L’histoire que raconte Octobre est à la fois bouleversante et glaçante. On aurait pu en faire un drame social, un pamphlet politique. Sveistrup en fait un polar mâtiné de thriller. Ce qui signifie à la fois du mystère, mais aussi de la tension, de l’anticipation, du frisson.
Je n’ai pas été déçue. Dans ce polar/thriller, il y a absolument tout :
– une belle ouverture. Le genre qui t’accroche dès les premières lignes. The hook, disent les anglophones, le crochet. Deux paragraphes et j’étais embarquée.
– une intrigue structurée.

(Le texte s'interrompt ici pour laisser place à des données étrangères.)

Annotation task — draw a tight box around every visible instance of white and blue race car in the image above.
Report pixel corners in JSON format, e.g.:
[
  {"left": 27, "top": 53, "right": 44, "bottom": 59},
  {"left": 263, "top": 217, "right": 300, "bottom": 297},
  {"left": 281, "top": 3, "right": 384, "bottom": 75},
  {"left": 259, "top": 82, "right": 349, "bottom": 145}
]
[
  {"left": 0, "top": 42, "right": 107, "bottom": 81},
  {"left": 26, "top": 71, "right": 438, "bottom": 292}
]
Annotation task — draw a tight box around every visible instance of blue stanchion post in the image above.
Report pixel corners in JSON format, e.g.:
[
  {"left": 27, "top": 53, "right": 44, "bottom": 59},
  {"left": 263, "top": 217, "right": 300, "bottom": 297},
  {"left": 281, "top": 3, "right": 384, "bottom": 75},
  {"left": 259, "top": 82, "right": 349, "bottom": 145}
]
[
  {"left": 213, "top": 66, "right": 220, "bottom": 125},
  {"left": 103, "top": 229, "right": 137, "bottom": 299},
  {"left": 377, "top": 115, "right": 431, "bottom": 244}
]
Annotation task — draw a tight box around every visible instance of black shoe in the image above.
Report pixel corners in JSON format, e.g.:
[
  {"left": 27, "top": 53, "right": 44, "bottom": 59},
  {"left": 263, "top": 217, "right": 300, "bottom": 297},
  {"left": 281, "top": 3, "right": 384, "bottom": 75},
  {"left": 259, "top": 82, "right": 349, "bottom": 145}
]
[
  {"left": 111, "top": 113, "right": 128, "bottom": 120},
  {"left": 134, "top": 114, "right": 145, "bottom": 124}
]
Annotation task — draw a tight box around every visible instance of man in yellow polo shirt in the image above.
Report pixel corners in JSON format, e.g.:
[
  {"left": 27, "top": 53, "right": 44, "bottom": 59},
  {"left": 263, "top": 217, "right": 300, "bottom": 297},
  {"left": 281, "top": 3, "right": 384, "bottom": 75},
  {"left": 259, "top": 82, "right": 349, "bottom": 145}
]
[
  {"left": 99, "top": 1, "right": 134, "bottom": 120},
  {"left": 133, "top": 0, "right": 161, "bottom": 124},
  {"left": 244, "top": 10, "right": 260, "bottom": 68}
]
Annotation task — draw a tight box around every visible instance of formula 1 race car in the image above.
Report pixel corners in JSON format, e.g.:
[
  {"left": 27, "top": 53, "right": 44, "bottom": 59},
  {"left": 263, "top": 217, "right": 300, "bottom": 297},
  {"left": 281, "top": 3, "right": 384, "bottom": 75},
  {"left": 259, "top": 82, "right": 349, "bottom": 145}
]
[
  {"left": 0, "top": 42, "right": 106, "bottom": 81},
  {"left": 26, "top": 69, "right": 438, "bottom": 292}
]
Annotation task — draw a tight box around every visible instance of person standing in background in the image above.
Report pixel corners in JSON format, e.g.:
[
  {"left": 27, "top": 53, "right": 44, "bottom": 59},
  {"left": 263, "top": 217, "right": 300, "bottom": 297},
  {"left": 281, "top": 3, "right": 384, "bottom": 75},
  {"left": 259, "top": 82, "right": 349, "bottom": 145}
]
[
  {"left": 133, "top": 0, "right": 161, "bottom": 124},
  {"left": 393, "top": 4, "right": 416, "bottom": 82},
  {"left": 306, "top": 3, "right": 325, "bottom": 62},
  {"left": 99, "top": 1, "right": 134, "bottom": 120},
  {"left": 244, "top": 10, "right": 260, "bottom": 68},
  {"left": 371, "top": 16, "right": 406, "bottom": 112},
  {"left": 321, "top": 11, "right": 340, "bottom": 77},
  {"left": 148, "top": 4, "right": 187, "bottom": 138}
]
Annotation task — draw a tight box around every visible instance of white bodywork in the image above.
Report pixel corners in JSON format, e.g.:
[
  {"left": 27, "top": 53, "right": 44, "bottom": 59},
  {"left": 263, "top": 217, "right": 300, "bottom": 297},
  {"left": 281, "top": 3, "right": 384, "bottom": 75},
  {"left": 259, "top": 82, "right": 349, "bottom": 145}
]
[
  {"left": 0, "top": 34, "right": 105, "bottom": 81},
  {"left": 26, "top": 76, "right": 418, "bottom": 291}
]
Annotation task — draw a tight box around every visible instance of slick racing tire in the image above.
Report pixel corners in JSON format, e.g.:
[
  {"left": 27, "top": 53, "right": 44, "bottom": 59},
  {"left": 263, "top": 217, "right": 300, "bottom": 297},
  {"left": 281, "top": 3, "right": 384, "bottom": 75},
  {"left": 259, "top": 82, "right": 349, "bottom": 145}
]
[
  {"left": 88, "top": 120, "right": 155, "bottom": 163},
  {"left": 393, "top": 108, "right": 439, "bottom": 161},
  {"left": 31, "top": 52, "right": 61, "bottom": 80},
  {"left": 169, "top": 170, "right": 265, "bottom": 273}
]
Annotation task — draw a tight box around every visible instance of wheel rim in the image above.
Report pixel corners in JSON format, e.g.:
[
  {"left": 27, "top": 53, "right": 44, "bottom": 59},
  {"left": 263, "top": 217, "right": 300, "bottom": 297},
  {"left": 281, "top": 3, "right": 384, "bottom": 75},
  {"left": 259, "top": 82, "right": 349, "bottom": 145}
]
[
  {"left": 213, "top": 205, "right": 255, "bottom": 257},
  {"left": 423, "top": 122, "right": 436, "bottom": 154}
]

Tu le sais maintenant, une histoire linéaire qui se contente d’égrener des faits, des actions et des réflexions ne m’intéresse pas. Je veux des hauts, des bas, des périodes d’accélération, des éléments suspendus, et je déteste les temps morts. Le seul moyen d’avoir tout ça, c’est de bien structurer son récit, d’entrecroiser plusieurs trajectoires qui se tissent, se nouent, avec du rythme. Il y a tout ça.

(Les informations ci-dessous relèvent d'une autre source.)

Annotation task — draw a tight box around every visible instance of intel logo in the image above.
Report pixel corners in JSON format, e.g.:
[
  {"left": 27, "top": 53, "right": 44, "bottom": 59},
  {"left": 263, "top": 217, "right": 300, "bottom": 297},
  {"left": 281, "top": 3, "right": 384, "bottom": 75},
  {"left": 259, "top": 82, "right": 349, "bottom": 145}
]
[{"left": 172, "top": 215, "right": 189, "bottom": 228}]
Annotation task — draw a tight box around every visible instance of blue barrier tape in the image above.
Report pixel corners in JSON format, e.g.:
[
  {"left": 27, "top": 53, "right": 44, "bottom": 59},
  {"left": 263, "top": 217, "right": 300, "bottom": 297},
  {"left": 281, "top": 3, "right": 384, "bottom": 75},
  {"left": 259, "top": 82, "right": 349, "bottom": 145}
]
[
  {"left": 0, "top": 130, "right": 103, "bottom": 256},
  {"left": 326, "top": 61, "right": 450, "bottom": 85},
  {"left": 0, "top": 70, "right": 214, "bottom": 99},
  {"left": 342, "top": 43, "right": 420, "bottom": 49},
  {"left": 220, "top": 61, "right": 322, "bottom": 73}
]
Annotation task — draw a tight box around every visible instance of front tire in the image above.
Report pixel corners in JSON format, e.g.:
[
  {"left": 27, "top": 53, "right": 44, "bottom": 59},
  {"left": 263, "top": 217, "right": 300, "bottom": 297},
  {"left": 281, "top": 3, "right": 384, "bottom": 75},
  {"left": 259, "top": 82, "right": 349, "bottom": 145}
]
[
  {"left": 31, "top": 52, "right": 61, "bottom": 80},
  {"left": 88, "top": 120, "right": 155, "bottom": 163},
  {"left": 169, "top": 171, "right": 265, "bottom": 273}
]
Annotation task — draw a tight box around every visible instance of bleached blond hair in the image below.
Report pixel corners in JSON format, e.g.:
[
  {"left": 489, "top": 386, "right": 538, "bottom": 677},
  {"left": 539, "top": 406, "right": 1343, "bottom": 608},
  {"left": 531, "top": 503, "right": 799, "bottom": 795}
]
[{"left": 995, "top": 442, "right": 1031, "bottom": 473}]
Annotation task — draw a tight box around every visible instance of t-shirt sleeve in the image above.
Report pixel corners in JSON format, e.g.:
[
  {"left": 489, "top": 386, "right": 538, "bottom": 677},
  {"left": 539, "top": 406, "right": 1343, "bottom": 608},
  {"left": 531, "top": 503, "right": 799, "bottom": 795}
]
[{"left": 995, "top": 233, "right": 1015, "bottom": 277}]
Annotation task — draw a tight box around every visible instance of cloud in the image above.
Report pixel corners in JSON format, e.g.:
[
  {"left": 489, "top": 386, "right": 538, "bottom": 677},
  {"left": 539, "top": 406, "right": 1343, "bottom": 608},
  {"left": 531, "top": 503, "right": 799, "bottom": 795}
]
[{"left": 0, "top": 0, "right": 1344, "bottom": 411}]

– des personnages denses et crédibles. Les personnages sonnent juste. Je ne les aime pas plus que ça : Hess m’énerve avec son indécision, je n’apprécie pas la féminité de Thulin, mais ça ne m’a pas empêchée de ressentir leurs émotion, de compatir à leurs problèmes comme s’ils étaient des voisins, des amis ou des membres de ma famille. Pas de brusque flambée de colère pour animer une scène un peu plate. Leurs émotions sont des conséquences. Elles ne sont ni amplifiées, ni minimisées, mais transmises. Le type alcoolique n’est pas alcoolique pour faire joli. Et son comportement est typiquement celui d’un alcoolique.
– une écriture juste. Pas de fausse philosophie, le vocabulaire est simple bien que riche, les phrases sont percutantes. L’écriture s’efface au service de l’histoire. Aucune erreur de style. Je suis un peu dubitative sur le choix du présent de l’indicatif, qui occasionne à mon avis trop de problèmes de concordance des temps, des questionnements qui font lever la tête et cassent parfois le rythme.
– une résolution que tu ne vois pas venir. Sauf quand tu relis le livre, parce que tu n’es plus pris dans l’histoire. Et encore. Les indices sont surtout de légères incohérences que tu remarqueras sans doute immédiatement, mais que tu relégueras au deuxième plan de tes pensées. Brillant.
– une histoire à thème. Sveistrup nous parle du mensonge, de ceux qu’on commet volontairement, qui nous attirent des emmerdes ou nous sortent de l’ornière, de ceux qu’on raconte sans trop savoir pourquoi, de ceux qui ont une signification différente pour les uns et les autres et de l’avalanche de conséquences qui s’ensuit.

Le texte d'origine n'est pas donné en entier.